What if we already gather all the data we need to help us prepare for disasters, better plan our urban environments and protect our food supply? What if we lack the tools to effectively analyze all the data we already collect?
A doctoral student at Arizona State University is on the front lines of artificial intelligence, or AI, research designed to help us act on what we know.
This June, top data science researchers and graduate students convened on the campus of Dedan Kimathi University of Technology in Nyeri, Kenya to tackle some of the planet’s most pressing problems — food insecurity, environmental conservation and climate change.

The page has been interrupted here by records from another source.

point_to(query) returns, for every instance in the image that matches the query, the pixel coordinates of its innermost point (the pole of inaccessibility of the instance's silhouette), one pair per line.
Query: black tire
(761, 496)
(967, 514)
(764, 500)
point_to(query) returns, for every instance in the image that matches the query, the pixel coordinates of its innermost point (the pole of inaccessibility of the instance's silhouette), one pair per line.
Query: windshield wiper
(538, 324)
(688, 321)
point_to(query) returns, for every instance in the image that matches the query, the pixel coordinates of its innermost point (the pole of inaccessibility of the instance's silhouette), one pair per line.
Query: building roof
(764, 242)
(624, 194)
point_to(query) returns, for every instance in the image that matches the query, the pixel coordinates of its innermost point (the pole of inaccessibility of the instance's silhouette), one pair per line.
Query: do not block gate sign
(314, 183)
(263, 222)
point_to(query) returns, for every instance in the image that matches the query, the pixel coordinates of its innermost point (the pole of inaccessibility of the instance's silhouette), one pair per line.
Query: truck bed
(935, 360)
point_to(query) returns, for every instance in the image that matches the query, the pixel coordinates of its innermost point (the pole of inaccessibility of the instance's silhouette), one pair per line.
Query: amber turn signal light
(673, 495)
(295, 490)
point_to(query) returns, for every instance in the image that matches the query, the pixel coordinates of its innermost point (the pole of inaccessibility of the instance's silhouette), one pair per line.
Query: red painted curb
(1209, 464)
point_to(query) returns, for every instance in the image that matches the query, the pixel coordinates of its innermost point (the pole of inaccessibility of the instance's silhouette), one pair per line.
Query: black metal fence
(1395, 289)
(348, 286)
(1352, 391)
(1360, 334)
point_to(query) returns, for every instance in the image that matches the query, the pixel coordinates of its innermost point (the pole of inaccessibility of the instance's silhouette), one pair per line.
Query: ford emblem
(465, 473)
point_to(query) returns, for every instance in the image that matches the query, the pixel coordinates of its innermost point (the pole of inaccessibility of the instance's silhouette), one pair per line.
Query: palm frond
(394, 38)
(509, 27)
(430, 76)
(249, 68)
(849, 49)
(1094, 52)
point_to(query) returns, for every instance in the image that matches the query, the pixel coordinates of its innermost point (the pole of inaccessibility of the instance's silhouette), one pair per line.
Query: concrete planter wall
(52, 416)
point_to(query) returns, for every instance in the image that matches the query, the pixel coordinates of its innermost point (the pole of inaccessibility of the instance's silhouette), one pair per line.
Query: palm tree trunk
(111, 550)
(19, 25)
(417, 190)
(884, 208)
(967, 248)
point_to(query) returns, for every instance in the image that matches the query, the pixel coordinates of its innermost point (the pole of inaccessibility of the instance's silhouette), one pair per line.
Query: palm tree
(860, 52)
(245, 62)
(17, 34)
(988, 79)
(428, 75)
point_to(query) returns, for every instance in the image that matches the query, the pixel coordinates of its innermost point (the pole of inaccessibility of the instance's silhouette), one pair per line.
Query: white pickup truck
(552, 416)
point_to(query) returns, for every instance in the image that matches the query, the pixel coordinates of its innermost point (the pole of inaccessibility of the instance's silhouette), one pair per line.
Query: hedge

Data Science Africa, or DSA, hosted its annual Summer School, attracting hundreds of students, industry professionals and academics from all over the world to collaborate on the event’s theme of “Data Science for Social Good in the Age of Generative AI.”
Gedeon Muhawenayo, a doctoral student in the School of Computing and Augmented Intelligence, part of the Ira A. Fulton Schools of Engineering at ASU, attended the event on behalf of the Kerner Lab, discussing the team’s work as part of the NASA Harvest program. NASA Harvest is a consortium of leading scientists and agricultural stakeholders who combine their expertise to ensure food security.
Hannah Kerner, an assistant professor of computer science and engineering in the Fulton Schools, is developing tools to analyze huge sets of Earth observational data to inform actionable plans. In her laboratory, her team is using a type of AI called machine learning to process massive sets of information.
One aspect of the group’s work involves supplying satellite imagery to banks of computers and tasking AI systems with learning to recognize what type of crop is being grown in the images. Once the AI can identify the crops, it can build meaningful maps when it receives new images. This process enables experts to know how much food is being produced in a region and whether it will be enough to feed the population.